Şeriat yönü ile hac ibadeti,
İslam dünyası açısından sosyal, ekonomik, siyasi vb. zahiri çok faydalı toplumsal
bir ibadet olması ile beraber, bu ibadeti ifa edenlere de sayısız olumlu tesir
ve fayda sağlar. Ki bu hac ibadetinin zahiri yararları, konunun uzmanları
tarafından her vesile ile çeşitli açılardan çokça ifade edildiğinden, biz
haccın zahiri yönüne ait değerlendirmeyi burada bitiriyoruz.
Haccın ledduni hikmet yönü ile
değerlendirilmesi ise şöyledir:
Hac, hürmete ve tazime layık olanı
ziyaret olması itibarıyla Beytullahı,
yani Allah’ın evini ziyarettir. Ki bir eve yapılan ziyaret evin kendisi
için yapılmaz, ancak o evin sahibine yapılır.
Bu itibarla Hakikate göre Allah’ın evini
yani beytullahı ziyaret etmekten maksat, kulun o evin sahibi olan rabbinin cümle eşyadaki mevcudiyetini müşahedeye
erişmesi olup bu ziyaret, Hakk’ın kendi vahdetinden yarattığı halk kesreti
zuhurunu / açığa çıkışını kulun müşahede etmesidir.

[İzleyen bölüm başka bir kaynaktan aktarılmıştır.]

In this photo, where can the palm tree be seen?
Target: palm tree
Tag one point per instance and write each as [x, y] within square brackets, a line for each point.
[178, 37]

İşte böyle bir müşahede yakınlığıyla marifetullah
zenginliğine mazhar olabilen bir kul ancak, Haccın ledduni hakikatine mazhar
olur. Ve Hakk’ın kesret / çokluk
zuhurunda, rabbini müşahede tavafıyla, ledduni hakikat üzere haccı ifa
eder.
Cenabı
Hak Kuran-ı Kerim’de kullarını Hac ibadetini yapmaya davet ederek; “İnsanlar
içinde haccı ilan et ki, gerek yaya olarak gerekse derin vadilerden gelerek,
yorgunluktan incelmiş binitler üzerinde sana ulaşsınlar.” (Hac - 27) buyurur.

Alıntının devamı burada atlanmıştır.